When the 12 men enter, the discussion room, the chaotic setup paces and gives an impression of how unimportant the case is to each one of them. Besides one person, every man in the room is talking about trivial things like how they have to be somewhere once all this is over or how this is their first experience on a Jury.
The film does a marvelous job of keeping things as real as possible. The entire movie is shot in that small meeting hall where the morals of these men are put to test by various factors. It is the sheer intelligence of the makers to introduce a story that is most uncertain when it comes to the end result. Of course, there are only two outcomes. They either come out pleading guilty or not guilty. But it is not the verdict we are worried about. It is the people who are assigned the responsibility of breaking the case down but are simply unwilling to put an effort.
But as we said, there is one man! To make them realize that they are dealing with a human life after all. Davis’ character in the film is incredibly well thought of and brilliantly executed by the amazing Henry Fonda.
An intense drama created in one small room takes you through a series of realizations. At one point, the truth about the murder seems irrelevant. It is just 12 normal humans exchanging thoughts and realizing where they stand with their views and beliefs.
In the beginning, it is Henry Fonda against the 11. The thoughtful architect wants to give the accused a benefit of the doubt and talk about possibilities.
The way Fonda shows his presence of mind even with a few hefty in the room trying to yell and talk him out of his merciful mindset is explicable. As he analyses all the evidence and witnesses, one by one the jury members begin to realize that they may have missed important facts about the case. Now they have the same goal as Davis- Not to rely on biased witnesses and bring out the facts of the mysterious murder. From here the excitement builds on.
Davis is never confident he will be able to change all perspectives in that room. In fact, he is uncertain of the truth more than anyone in that room. At one point he is even left dumbfound when one of the men questions his method of assumptions and asks him what if the boy really killed his father? But he is willing to put himself in the victim’s shoes to understand his plight as a slum dweller. Things like violence are an everyday experience for a boy of his origin. And the fact that he was not able to clearly detail his alibi after looking at his father’s dead body.
A brash cobb keeps yelling on top of his voice. At one point he even loses his cool and threatens to kill Davis only to strengthen his argument even further. You will absolutely adore Davis for the dignity and calm that he manages to keep in the most volatile space. Among men who he slowly turns on his side one by one, proposing the most logical possibilities. And in the process, showing them men, that there are more things to them than just themselves.
There are no special effects, no dramatic storyline. Just a simple story played out magnificently by these 12 gentlemen. Fonda’s Davis may be the highlight of the story. But the other 11 characters have a fair share of screen time. In the duration of 96 minutes, director Sidney Lumet makes sure you understand the personality of each character.

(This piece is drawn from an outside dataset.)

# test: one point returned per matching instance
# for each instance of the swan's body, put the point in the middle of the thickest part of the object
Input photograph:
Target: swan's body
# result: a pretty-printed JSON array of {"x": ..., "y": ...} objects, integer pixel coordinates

It is rather difficult to captivate an audience without giving them something elegant to stare at. The makers, however, manage to keep interests piqued with the minimal resources they have. Zooming in on characters, close facial shots and the sly background score on occasions where the men are struck with deep realizations amplify the effect.
The discussion in that room is built to give the audience, the entire account of the murder. At no point would you feel the need to see how the murder happened. Thanks to the brilliantly scripted conversations you can actually visualize what must have happened at the crime scene.
The characters are undergoing uncomfortable experiences in the room like sweating, no fan and most importantly, the arguments. But the plot never suffocates and succumbs to the claustrophobia of a small room. The script is out an out a winner. If you want to witness tension in its most raw form, this is the film you need to watch. It is marvelous how you feel what each of these characters feel. Very rarely do you come across a script that successfully weaves awkward scenes with gawkiness permeating all the way out of the frame.
It is also a powerful message about the nature of Justice and the nature of humanity itself. How law sometimes fails to understand the truth and takes wrong decisions. We judge others based on superficial details that we know and have heard of. Almost every time forgetting to realize there could be a flipside to the reality that we see.